Wir müssen wieder herausfinden aus dieser Sackgasse. Es mag ja Uneinigkeit darüber geben, wie wir da hineingeraten sind. Aber es ist in unser aller vitalem Interesse, dass wir da lebend wieder herauskommen. Mit dem derzeit vorherrschenden Gut/Böse-Schema wird uns das nicht gelingen. Ich wünsche uns allen den Mut, das zu überwinden.

Uns wird vorgeworfen, wie seien naiv. Torsten Frei, der Parlamentarische Geschäftsführer der CDU/CSU-Fraktion im Bundestag und zufällig der CDU-Abgeordnete des Schwarzwald-Baar-Kreises, aus dem ich komme, hat uns im vergangenen Jahr nach dem Ostermarsch so tituliert. Aus der Perspektive der Kriegsbegeisterten mag das so erscheinen.

Ich sage Euch, was ich für naiv halte.

Wer im Zeitalter von Atomwaffen glaubt, einen Atomkrieg riskieren zu können (geschweige denn gewinnen, und selbst diese Vorstellung existiert.

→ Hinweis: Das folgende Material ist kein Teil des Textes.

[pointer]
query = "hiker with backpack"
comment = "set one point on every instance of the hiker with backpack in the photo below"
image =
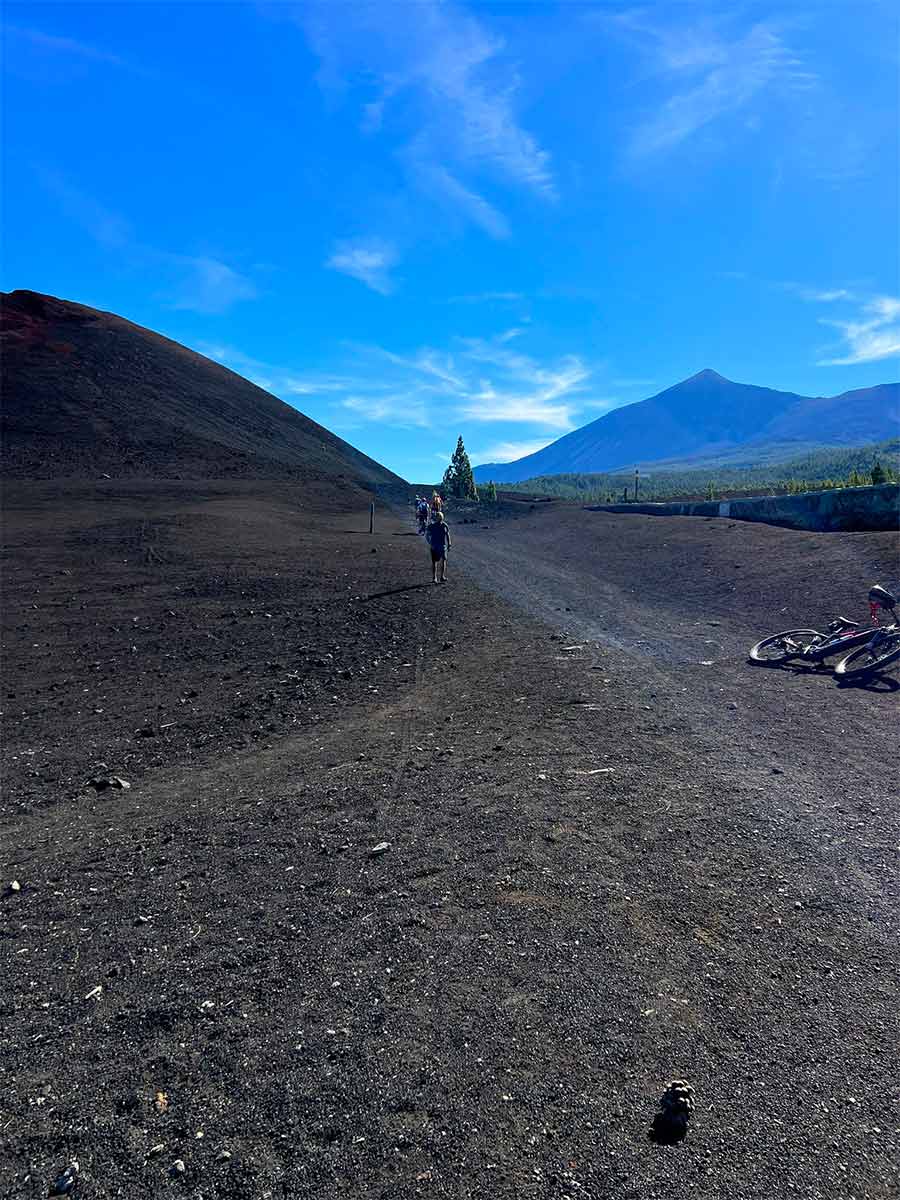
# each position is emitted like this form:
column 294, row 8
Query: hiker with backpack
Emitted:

Es gibt in den USA Politiker, interessanter Weise mehr als Militärs, die auch heute glauben, einen Atomkrieg auf Europa begrenzen zu können und siegreich daraus hervor gehen zu können.) Wer das glaubt, ist nach meiner Überzeugung auf gefährliche Weise naiv.

Das Prinzip der Abschreckung ist, anders als uns erzählt wird, extrem instabil. Die Tatsache, dass wir heute noch leben, so hat es ein US-General und Oberbefehlshaber der US-Luftstreitkräfte mal gesagt, verdanken wir drei Dingen: Militärischer Disziplin, göttlicher Vorsehung und Glück. Bei den beiden ersten könnte man sich streiten, aber das Glück ist mit Sicherheit bisher auf unserer Seite gewesen. Wir sollten uns nicht darauf verlassen.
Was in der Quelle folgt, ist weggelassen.